NSW Attorney General Gabrielle Upton, Deputy Premier and Minister for Justice and Police Troy Grant and Minister for the Prevention of Domestic Violence and Sexual Assault Pru Goward today announced the introduction of plain English ADVOs as part of the NSW Government’s commitment to end violence against women.
“There is never any excuse for breaching an ADVO, but we are now making these documents crystal clear so defendants are in no doubt of their obligations. They will be written in simple language tailored to the individual with none of the complex legal jargon you find in current ADVOs,” Ms Upton said.
Plain English ADVOs are designed to use language that a 13-year-old can understand. NSW courts and police will start rolling out the new improved ADVOs across the state over the next 12 months.
Mr Grant said domestic violence is one the most common issues frontline police have to deal with, and the plain English ADVO will make it easier and faster for police to process the orders and protect victims.

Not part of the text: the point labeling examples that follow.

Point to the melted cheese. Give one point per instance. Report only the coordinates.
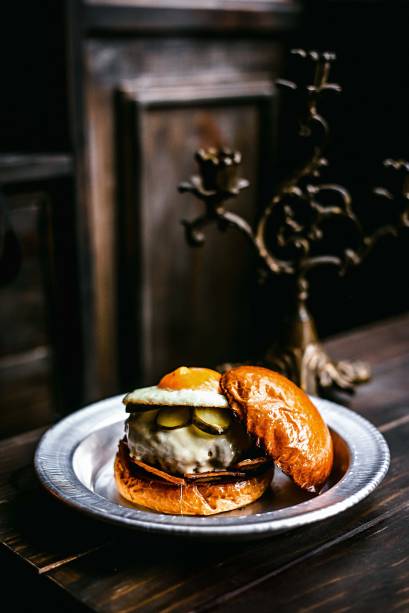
(187, 449)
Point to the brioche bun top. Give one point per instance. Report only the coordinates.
(284, 421)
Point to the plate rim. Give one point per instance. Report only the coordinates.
(60, 479)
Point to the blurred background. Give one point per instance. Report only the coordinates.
(103, 104)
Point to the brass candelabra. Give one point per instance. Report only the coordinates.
(292, 225)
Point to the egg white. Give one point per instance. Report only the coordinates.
(158, 396)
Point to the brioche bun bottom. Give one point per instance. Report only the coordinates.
(190, 498)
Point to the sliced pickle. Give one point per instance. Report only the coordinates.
(147, 417)
(212, 421)
(170, 419)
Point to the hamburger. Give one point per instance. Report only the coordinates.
(201, 443)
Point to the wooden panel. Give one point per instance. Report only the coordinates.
(261, 16)
(40, 343)
(25, 360)
(159, 63)
(192, 302)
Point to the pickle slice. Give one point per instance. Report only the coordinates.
(170, 419)
(147, 417)
(212, 421)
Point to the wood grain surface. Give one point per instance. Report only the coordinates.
(355, 562)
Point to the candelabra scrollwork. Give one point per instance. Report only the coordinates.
(299, 210)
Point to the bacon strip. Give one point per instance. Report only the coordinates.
(239, 471)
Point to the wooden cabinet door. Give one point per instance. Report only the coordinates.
(182, 305)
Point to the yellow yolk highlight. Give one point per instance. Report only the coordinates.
(191, 378)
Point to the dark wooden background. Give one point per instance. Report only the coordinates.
(128, 93)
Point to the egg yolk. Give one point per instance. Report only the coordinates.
(191, 378)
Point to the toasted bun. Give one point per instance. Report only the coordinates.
(189, 498)
(284, 421)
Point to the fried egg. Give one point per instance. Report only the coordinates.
(193, 387)
(183, 448)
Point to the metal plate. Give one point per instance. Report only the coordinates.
(74, 461)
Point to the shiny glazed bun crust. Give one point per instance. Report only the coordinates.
(284, 421)
(190, 498)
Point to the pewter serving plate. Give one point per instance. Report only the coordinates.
(74, 461)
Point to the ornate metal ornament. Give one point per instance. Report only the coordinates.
(292, 226)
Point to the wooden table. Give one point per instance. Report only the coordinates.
(358, 561)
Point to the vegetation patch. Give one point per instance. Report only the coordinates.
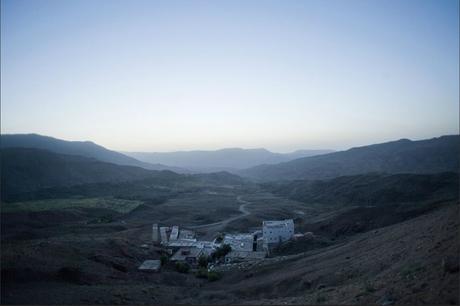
(118, 205)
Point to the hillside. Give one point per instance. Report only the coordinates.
(371, 189)
(25, 170)
(401, 156)
(229, 159)
(82, 148)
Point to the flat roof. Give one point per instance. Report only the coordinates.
(246, 255)
(276, 223)
(183, 253)
(240, 242)
(148, 265)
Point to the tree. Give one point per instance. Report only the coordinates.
(221, 251)
(164, 259)
(203, 261)
(182, 267)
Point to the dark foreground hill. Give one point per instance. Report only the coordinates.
(371, 189)
(81, 148)
(402, 156)
(26, 170)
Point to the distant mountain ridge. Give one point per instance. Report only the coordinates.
(229, 159)
(27, 169)
(371, 189)
(402, 156)
(81, 148)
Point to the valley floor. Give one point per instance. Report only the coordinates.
(66, 257)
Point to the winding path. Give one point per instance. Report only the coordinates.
(242, 209)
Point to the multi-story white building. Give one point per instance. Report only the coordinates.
(277, 231)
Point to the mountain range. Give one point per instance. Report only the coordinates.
(402, 156)
(81, 148)
(229, 159)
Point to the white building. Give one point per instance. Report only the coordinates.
(277, 231)
(240, 242)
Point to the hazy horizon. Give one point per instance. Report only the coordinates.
(161, 76)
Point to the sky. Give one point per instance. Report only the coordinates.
(181, 75)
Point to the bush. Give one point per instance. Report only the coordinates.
(182, 267)
(213, 276)
(221, 251)
(203, 261)
(202, 273)
(164, 259)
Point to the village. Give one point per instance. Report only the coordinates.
(180, 247)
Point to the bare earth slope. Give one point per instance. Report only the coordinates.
(412, 262)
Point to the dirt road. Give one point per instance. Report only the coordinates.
(212, 228)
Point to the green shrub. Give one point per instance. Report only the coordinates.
(164, 259)
(221, 251)
(213, 276)
(182, 267)
(202, 273)
(203, 261)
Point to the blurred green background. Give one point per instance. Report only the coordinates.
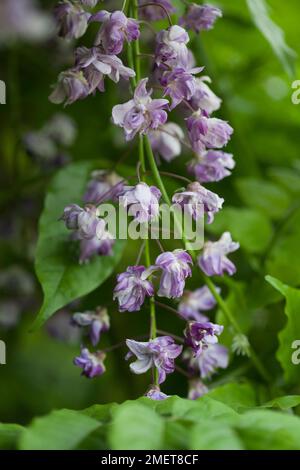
(262, 199)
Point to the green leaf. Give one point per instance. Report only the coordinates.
(60, 430)
(273, 33)
(62, 278)
(291, 331)
(136, 427)
(269, 198)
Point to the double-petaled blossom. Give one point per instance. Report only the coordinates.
(166, 141)
(171, 50)
(154, 10)
(205, 132)
(92, 364)
(115, 30)
(97, 321)
(71, 86)
(159, 353)
(103, 186)
(211, 166)
(196, 389)
(72, 19)
(95, 66)
(179, 84)
(196, 199)
(175, 268)
(211, 358)
(193, 303)
(200, 17)
(203, 97)
(213, 261)
(132, 288)
(201, 334)
(142, 202)
(141, 114)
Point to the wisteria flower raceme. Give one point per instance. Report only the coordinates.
(132, 288)
(175, 269)
(200, 17)
(205, 132)
(210, 166)
(72, 19)
(166, 141)
(159, 352)
(115, 30)
(213, 261)
(197, 199)
(97, 320)
(193, 303)
(92, 364)
(200, 334)
(142, 201)
(95, 66)
(141, 114)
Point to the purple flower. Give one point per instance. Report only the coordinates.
(200, 17)
(179, 84)
(207, 132)
(209, 360)
(97, 320)
(72, 19)
(165, 140)
(196, 198)
(159, 352)
(91, 363)
(196, 389)
(116, 29)
(155, 394)
(140, 114)
(194, 303)
(200, 334)
(175, 269)
(132, 288)
(104, 186)
(211, 166)
(214, 261)
(203, 97)
(95, 66)
(142, 201)
(171, 50)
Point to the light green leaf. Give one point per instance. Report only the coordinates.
(259, 10)
(291, 332)
(60, 430)
(62, 278)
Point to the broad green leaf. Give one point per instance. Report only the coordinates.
(291, 332)
(243, 223)
(62, 278)
(259, 10)
(136, 427)
(60, 430)
(269, 198)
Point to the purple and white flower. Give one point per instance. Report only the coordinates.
(175, 269)
(205, 132)
(197, 199)
(141, 114)
(159, 353)
(200, 17)
(92, 364)
(211, 166)
(214, 261)
(166, 141)
(142, 202)
(132, 288)
(97, 321)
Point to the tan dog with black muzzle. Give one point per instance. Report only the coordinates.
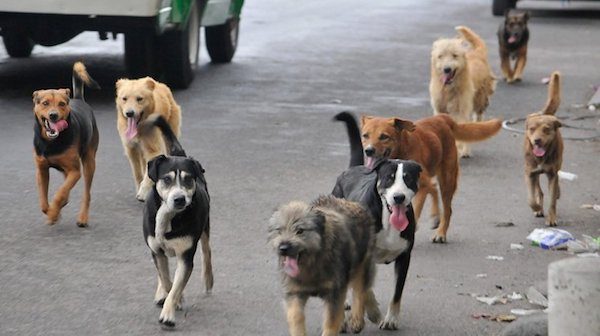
(543, 152)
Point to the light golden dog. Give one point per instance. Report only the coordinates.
(461, 79)
(136, 100)
(543, 152)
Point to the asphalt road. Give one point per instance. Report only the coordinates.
(261, 127)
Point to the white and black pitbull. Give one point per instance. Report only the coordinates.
(386, 190)
(176, 216)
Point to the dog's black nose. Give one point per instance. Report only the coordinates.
(284, 248)
(399, 198)
(179, 202)
(53, 116)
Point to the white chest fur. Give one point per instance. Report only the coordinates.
(172, 247)
(388, 245)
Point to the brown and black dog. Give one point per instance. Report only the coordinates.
(543, 152)
(513, 36)
(65, 138)
(431, 142)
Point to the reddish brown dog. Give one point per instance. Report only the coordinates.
(543, 152)
(431, 142)
(65, 137)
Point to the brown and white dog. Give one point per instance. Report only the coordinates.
(543, 152)
(136, 100)
(461, 79)
(65, 138)
(513, 36)
(431, 143)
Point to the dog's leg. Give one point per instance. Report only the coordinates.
(535, 196)
(554, 193)
(207, 259)
(164, 279)
(505, 65)
(520, 65)
(43, 176)
(447, 180)
(89, 167)
(62, 194)
(333, 318)
(295, 315)
(185, 265)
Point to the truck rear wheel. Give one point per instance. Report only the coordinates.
(17, 44)
(221, 40)
(180, 50)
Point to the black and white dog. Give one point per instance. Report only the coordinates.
(176, 216)
(387, 191)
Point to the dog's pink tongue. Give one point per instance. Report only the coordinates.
(370, 161)
(538, 151)
(131, 128)
(290, 266)
(59, 126)
(398, 218)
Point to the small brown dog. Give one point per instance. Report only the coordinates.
(324, 248)
(543, 152)
(65, 138)
(462, 80)
(136, 100)
(431, 143)
(513, 36)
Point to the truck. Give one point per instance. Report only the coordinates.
(162, 37)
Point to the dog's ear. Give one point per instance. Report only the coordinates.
(557, 124)
(153, 167)
(198, 169)
(66, 92)
(401, 124)
(150, 84)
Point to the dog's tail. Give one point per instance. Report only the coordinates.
(474, 131)
(553, 94)
(157, 120)
(356, 150)
(81, 78)
(475, 40)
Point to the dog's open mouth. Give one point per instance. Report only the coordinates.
(448, 78)
(398, 218)
(539, 151)
(290, 266)
(131, 130)
(53, 129)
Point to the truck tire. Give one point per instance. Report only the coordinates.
(17, 44)
(141, 54)
(221, 40)
(500, 6)
(180, 50)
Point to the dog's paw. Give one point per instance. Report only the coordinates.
(390, 323)
(437, 238)
(167, 317)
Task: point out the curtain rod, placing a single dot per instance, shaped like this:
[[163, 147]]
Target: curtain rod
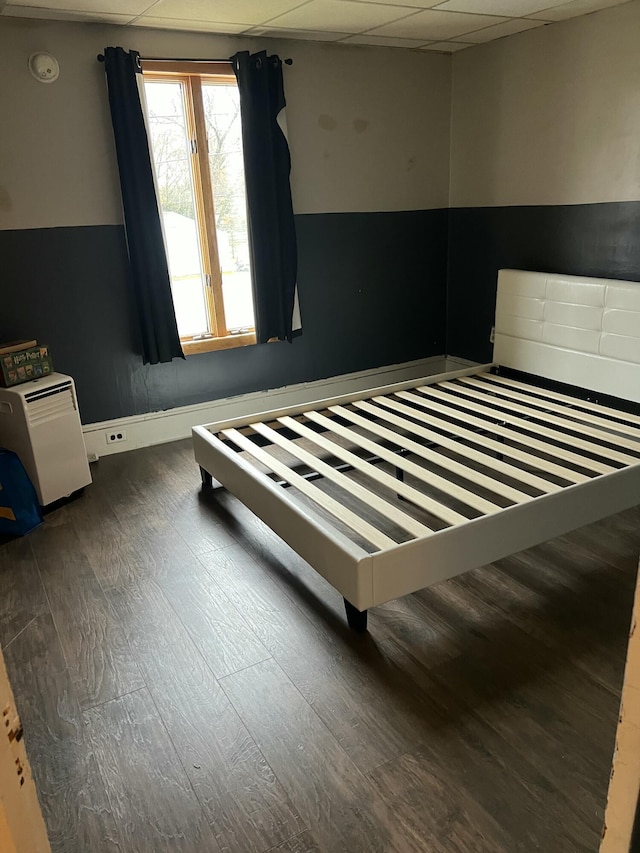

“We want people who are the subject of ADVO orders to know exactly what the consequences will be if they don’t comply - they can expect police to be knocking on their doors. Now the documents will spell out in plain English what the penalties for breaching an ADVO are, including up to two years in prison,” Mr Grant said.
Ms Goward said the NSW Government is committed to putting domestic violence perpetrators squarely in the frame.
“We are sending a clear message to perpetrators, if you don’t change, if you continue your violent behaviour against your partner we will target you,” Ms Goward said.
The new ADVOs are part of a raft of new measures the NSW Government has introduced this year to help stamp out domestic violence.
These initiatives include a Domestic Violence Disclosure Scheme, to be piloted in 2016, the trial of dedicated Domestic Violence High Risk Offender Teams in the NSW Police Force and legislating to allow police to film a video or audio recording of a victim’s statement on the spot so it can be used as evidence in court.